This repo shows how to do a large file uploads in AspNet Core 7. It also showcases how to configure Dapr for the same.

AspNet Core 7 Configuration

The default payload size for AspNet Core 7 is 30MB. To increase this, add the following to the Program.cs file:

builder.WebHost.ConfigureKestrel(options =>
{
    options.Limits.MaxRequestBodySize = 1024 * 1024 * 1024;
});

Reference

Dapr Configuration

To enable large file uploads and profiling in Dapr enable this flag in the daprd command:

--enable-profiling --profile-port 7777 --dapr-http-max-request-size 500

Dapr Max Request Size

Dapr Enable Profiling

Pprof Profiling commands

To profile the Dapr sidecar, use the following commands:

go tool pprof  http://localhost:7777/debug/pprof/heap
go tool pprof  http://localhost:7777/debug/pprof/profile
go tool pprof  http://localhost:7777/debug/pprof/trace

After this you can use the top command (in pprof prompt) to see the top 10 functions that are consuming the most memory.
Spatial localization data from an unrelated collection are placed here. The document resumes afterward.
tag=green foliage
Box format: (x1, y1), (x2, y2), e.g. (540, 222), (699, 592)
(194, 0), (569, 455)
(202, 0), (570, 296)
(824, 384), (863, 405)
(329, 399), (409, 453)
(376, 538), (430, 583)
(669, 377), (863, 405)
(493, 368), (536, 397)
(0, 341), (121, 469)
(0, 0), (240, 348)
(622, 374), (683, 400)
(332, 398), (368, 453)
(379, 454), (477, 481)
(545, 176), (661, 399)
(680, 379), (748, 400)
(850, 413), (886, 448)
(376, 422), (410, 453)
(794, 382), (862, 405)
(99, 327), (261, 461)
To output the report in pdf format (in pprof prompt), use the following command:

pdf > report.pdf

To exit the pprof prompt, use the following command:

quit or exit

Interpreting the cum and flat values

In the top command output in the pprof tool, the "flat" and "cum" columns provide information about the amount of time that was spent in each function.

The "flat" column shows the total amount of time that was spent in a function itself, without considering any time spent in its callees. This includes both the time spent executing the function's own code, as well as any time spent waiting for other resources (such as I/O or locks).
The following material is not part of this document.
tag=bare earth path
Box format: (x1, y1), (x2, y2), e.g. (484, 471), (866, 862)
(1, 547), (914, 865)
The "cum" column, on the other hand, shows the total amount of time that was spent in a function and all of its callees. This gives a more comprehensive view of how much time is being spent in a particular function, since it takes into account both the function's own code and any time spent in its subroutines.
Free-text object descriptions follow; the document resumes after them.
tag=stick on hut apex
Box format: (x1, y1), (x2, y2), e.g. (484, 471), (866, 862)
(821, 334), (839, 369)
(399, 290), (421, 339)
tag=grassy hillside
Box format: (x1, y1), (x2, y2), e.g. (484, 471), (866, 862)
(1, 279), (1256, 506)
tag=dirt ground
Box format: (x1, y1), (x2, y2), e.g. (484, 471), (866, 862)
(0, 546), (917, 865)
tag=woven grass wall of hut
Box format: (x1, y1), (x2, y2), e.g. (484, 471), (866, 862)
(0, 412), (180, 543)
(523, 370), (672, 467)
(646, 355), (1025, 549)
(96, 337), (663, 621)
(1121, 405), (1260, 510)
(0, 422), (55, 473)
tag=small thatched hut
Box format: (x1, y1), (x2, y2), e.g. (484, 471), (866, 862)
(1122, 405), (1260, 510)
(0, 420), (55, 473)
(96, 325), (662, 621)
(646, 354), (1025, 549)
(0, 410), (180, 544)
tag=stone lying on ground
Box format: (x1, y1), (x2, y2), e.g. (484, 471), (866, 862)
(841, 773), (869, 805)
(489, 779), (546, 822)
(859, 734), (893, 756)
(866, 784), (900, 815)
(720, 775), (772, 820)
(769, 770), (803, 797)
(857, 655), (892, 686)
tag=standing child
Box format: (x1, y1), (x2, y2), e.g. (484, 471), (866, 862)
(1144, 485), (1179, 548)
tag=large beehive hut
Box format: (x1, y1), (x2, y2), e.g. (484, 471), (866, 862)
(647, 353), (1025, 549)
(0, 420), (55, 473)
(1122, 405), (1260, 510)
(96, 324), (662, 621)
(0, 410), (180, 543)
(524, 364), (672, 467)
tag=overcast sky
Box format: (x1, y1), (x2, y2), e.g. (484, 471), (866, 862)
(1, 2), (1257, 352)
Here's an example to illustrate the difference between the "flat" and "cum" columns:

Suppose we have two functions, foo() and bar(), where foo() calls bar(). Suppose also that foo() takes 10ms to execute, and bar() takes 5ms to execute. In this case, the top command output might look something like this:

Showing nodes accounting for 15ms, 100% of 15ms total
Dropped 1 nodes (cum <= 0.07ms)
Showing top 2 nodes out of 2
flat  flat%   sum%        cum   cum%
10ms 66.67% 66.67%       15ms 100.00%  foo()
5ms 33.33% 100.00%       5ms  33.33%  bar()

In this example, the "flat" column for foo() shows 10ms, which is the total time spent executing foo() itself (without considering any time spent in bar()). The "cum" column for foo() shows 15ms, which is the total time spent in foo() and bar() combined.

Similarly, the "flat" column for bar() shows 5ms, which is the total time spent executing bar() itself (without considering any time spent in other functions). The "cum" column for bar() shows 5ms, which is the same as the "flat" column since bar() does not call any other functions in this example.

In general, the "cum" column is a more useful metric for identifying performance bottlenecks, since it gives a more comprehensive view of how much time is being spent in a particular function and its subroutines. However, the "flat" column can also be useful for identifying functions that have a high overhead, such as functions that spend a lot of time waiting for locks or performing I/O.